Here is a trivial and nonsensical program that illustrates the form of the compiler’s error messages.
Sample: PROGRAM =
BEGIN
i: INTEGER,
i ← j+TRUE;
END.
i: INTEGER,
↑ Syntax Error [46]
Text deleted is: ,
Text inserted is: ;

j is undeclared, at Sample[52]:
i ← j+TRUE;

TRUE has incorrect type, at Sample[52]:
i ← j+TRUE;
The first message is generated by the first pass and shows how syntactic and lexical errors are reported. The arrow points to the first symbol that is necessarily invalid (or one symbol before it), and the decimal number is a character index in the source file. Of course, the compiler cannot know what you intended, and the "real" error might have occurred quite a bit earlier. The compiler tries to fix these errors as best it can by local deletion and insertion of symbols. These symbols are not written into the source file but are reported to help you interpret subsequent messages. If the compiler cannot find a way to continue parsing, or if too many of these errors accumulate, it gives up.
Fine Point:
In order for the arrow to line up under the syntax error, you need to be viewing the file with a fixed pitch font.
If you are editing the program and its error log in the debugger, you can use the Position command on one of the menus of the source window to locate the errors, given the character indicies in the error log.

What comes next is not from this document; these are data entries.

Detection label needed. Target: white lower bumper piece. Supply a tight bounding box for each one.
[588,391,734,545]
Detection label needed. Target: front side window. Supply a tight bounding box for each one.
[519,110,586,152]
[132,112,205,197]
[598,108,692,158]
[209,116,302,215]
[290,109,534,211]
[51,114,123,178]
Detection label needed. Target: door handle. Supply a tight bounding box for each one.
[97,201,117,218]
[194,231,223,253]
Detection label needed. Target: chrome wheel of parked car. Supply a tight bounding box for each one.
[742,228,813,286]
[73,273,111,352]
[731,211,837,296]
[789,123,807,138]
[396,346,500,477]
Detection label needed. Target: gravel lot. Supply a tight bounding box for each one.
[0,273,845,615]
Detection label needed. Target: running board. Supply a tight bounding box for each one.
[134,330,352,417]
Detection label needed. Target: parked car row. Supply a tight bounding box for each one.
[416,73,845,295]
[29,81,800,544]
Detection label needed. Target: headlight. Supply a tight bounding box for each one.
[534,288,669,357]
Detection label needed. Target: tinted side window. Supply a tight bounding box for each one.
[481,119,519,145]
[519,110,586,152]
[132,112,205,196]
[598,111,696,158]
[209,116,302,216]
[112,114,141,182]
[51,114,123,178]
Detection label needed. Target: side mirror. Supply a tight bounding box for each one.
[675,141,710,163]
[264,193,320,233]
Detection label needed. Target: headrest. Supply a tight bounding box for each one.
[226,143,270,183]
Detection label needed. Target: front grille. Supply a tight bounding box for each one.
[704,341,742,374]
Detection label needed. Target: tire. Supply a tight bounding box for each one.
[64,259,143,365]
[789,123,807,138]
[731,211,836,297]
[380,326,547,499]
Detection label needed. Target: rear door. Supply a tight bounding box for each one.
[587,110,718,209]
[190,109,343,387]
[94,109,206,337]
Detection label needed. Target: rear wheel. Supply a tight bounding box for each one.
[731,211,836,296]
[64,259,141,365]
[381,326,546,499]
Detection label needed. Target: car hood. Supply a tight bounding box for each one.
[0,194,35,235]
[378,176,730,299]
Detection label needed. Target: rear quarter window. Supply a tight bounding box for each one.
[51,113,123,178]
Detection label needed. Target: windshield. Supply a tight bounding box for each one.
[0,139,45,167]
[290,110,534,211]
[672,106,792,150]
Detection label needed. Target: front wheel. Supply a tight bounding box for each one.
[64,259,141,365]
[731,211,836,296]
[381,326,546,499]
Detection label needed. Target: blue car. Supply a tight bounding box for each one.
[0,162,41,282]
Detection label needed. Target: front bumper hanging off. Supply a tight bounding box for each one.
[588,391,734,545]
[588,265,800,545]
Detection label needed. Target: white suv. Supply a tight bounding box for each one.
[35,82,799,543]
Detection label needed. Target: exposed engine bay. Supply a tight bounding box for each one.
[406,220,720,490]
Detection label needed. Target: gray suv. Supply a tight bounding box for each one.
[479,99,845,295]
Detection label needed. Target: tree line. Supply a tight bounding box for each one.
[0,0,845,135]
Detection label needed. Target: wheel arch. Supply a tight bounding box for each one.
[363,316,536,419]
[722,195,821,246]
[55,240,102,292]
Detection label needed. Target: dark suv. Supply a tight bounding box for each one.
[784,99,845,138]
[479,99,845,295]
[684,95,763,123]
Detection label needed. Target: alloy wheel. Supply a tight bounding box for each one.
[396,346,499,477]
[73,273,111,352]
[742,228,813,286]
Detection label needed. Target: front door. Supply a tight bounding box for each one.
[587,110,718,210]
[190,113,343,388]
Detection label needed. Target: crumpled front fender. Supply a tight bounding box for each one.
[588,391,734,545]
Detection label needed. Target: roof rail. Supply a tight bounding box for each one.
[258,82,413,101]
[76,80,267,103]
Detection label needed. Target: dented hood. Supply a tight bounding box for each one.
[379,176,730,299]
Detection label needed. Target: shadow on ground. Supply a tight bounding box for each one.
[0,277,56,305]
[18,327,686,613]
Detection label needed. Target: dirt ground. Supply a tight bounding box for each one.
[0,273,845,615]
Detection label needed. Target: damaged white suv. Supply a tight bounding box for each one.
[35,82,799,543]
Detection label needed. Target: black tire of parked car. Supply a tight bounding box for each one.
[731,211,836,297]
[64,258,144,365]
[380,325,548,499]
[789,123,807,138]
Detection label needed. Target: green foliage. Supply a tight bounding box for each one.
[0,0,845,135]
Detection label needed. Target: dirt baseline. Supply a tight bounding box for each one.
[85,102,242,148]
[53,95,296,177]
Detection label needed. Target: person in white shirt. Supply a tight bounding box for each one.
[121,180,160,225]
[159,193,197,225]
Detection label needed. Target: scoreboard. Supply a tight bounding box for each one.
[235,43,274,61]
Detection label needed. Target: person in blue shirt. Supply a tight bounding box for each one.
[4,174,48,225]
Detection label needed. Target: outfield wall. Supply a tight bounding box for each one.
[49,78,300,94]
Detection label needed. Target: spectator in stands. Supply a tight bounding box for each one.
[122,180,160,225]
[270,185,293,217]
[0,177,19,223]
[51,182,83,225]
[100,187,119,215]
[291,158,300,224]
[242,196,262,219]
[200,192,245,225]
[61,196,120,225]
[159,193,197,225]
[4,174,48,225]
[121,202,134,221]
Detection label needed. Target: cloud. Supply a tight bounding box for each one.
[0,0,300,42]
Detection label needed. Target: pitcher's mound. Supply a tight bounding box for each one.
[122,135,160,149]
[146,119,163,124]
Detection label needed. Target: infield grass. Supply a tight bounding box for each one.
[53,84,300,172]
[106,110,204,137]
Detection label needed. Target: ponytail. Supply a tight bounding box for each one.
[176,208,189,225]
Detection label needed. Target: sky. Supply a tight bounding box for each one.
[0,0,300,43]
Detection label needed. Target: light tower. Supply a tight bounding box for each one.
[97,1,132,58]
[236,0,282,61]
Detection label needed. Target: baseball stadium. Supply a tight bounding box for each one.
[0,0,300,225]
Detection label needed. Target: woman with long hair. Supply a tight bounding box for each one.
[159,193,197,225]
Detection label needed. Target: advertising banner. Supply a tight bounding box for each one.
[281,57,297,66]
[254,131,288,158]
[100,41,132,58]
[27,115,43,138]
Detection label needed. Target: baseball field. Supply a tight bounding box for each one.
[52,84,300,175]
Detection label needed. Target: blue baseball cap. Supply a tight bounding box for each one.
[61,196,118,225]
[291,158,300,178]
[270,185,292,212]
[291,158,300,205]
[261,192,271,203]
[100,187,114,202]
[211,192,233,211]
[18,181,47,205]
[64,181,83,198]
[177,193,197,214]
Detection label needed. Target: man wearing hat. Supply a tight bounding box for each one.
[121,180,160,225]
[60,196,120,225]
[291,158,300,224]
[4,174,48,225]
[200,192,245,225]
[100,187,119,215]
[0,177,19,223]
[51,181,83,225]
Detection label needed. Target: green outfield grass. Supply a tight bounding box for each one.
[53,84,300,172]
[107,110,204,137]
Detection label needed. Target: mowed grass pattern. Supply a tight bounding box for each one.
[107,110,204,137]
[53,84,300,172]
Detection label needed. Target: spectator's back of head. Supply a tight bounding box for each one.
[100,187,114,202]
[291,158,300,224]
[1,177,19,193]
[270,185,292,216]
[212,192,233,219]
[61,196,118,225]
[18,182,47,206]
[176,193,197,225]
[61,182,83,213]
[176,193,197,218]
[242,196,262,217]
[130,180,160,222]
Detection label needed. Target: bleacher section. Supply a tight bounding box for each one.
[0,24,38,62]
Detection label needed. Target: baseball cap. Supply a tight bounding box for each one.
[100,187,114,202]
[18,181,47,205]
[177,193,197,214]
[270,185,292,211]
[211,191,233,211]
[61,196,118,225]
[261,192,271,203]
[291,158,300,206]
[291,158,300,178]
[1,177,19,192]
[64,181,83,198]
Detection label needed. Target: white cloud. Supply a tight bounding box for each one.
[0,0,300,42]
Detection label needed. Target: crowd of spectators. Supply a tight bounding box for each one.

The other error messages report "semantic" errors. Errors are located by displaying a line of source text (the second line in each message) as well as the character index (a decimal number) and the enclosing procedure or program name (the identifier preceding the number). The text of the error message is intended to be reasonably self-explanatory. Sometimes it refers to an identifier or expression. The compiler reconstructs these expressions from the parse tree; in later passes, the reconstruction often reflects rearrangement or constant folding so it may not exactly duplicate the source code. As subexpressions, "?" indicates an undeclared identifier and "..." indicates either a cutoff because of depth of nesting or an expression form the compiler cannot reconstruct from the parse tree.
Compiler Failures
The message reporting a compiler failure has the following form:
FATAL COMPILER ERROR, at id[index]:
(source text)
Pass =
n, signal = s, message = m
Such a message indicates that the compiler has noticed some internal inconsistency. The compiler will skip the remainder of the command line if this happens. If you get such a message (or encounter other compiler problems), you should submit a change request as described in Section 1.8. Be sure to preserve the relevant files and to mention the octal codes identifying the pass (n), signal (s) and message (m) in your change request.
Current Limitations
The following limits are built into the current implementation of Mesa and are enforced by the compiler:
The number of interface items declared in a single DEFINITIONS module cannot exceed 128.
Neither the number of procedure bodies nor the number of signal codes defined in a single PROGRAM module can exceed 128.
The size of the frame or record required by a procedure or program cannot exceed 4096 words.
Procedure declarations cannot be nested more than five levels deep, counting catch phrases as procedure levels.
The compiler allocates its internal tables dynamically and tries to adjust their relative sizes to accommodate the program being compiled. When it is unsuccessful, it reports failure with a message of the form:
Storage Overflow in Pass n
Usually, the best thing to do is split your program into two or more smaller modules. If the Pass is 5, you can sometimes get your program compiled by removing code from the main body (into a procedure called by the main body), or reordering the procedures so that the largest ones come near the end. The reason that this works is that pass 5 reuses the parse tree space from earlier procedures to hold code generated for later procedures. If the main body (first processed) or one of the first procedure bodies is large, there is not much space for the code.